Generate a self-signed TLS/SSL certificate

David Y.

—May 15, 2024

The ProblemThe Problem

How can I generate a self-signed SSL certificate in Linux?

The SolutionThe Solution

We can do this using the openssl toolkit. This should be installable using your distribution’s package manager and is likely to be already installed on your system.

First, we generate a private key for the certificate. The command below will generate a 2048-bit RSA private key to the file priv.key:

openssl genrsa -out priv.key 2048

Next, we use the private key to generate our certificate. The command below will generate a self-signed certificate valid for 365 days to the file cert.crt:

openssl req -new -x509 -key priv.key -out cert.crt -days 365

When running this command, you will be prompted to enter certificate information, such as country, state, and organization name. This information will go into the certificate’s subject field.

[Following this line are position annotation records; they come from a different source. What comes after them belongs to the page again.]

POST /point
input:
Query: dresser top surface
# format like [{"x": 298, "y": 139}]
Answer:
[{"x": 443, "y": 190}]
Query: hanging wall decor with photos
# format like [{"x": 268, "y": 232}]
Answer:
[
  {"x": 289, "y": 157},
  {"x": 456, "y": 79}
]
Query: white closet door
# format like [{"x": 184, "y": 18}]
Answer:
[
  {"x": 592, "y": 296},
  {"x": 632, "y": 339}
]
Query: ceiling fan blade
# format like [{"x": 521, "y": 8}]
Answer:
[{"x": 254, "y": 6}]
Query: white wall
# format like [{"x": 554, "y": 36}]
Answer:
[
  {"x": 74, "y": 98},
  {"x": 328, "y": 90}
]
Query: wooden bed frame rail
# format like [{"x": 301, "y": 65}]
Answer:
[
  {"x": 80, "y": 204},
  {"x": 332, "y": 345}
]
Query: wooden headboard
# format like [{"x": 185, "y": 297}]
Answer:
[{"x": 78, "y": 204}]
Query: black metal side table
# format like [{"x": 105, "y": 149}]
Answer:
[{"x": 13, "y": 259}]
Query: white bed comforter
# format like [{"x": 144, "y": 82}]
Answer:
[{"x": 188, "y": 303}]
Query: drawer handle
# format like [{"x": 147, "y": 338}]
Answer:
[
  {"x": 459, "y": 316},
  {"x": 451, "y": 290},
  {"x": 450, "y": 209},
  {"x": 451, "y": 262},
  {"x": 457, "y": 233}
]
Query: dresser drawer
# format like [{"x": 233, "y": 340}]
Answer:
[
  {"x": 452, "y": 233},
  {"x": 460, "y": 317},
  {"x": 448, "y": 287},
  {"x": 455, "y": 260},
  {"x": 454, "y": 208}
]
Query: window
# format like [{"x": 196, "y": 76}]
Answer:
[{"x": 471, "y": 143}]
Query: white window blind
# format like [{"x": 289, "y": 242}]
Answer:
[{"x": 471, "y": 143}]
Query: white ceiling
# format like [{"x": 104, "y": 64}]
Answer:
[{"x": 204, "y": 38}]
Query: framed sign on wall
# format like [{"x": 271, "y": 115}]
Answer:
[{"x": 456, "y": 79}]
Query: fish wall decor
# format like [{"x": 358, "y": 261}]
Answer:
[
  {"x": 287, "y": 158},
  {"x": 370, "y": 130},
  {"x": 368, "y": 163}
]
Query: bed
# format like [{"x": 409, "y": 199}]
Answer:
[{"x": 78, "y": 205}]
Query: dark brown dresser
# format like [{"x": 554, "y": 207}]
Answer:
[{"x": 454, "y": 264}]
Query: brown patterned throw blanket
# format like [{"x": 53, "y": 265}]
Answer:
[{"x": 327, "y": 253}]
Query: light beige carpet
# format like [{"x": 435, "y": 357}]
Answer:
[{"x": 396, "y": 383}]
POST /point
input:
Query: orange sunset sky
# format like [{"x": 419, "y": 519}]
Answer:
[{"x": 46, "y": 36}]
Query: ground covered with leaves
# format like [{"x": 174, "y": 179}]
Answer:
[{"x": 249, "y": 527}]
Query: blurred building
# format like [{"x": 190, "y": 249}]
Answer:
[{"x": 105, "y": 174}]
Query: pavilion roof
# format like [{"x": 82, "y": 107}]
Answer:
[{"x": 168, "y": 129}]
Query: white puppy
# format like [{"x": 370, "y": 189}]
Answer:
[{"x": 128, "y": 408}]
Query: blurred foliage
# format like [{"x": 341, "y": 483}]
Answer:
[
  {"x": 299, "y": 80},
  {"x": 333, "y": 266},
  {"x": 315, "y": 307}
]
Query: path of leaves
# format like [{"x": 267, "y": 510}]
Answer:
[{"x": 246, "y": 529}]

Depending on the certificate’s intended use case, we may also need to generate a PEM file, containing both the private key and certificate. We can do this with the following command:

cat priv.key cert.crt > combined.pem

Finally, we can validate the certificate with this command, which should output the information we entered when generating it:

openssl x509 -in cert.crt -text -noout

Note that self-signed certificates are not generally considered appropriate for use on public websites. Although a self-signed certificate allows the connection between a server and client to be encrypted with TLS, it provides no verification of the server’s identity, as anyone can generate a self-signed certificate with any subject. For public websites, we should instead use a certificate issued by a Certificate Authority, such as Let’s Encrypt, which provides trusted certificates free of charge, facilitated by an automated domain verification process.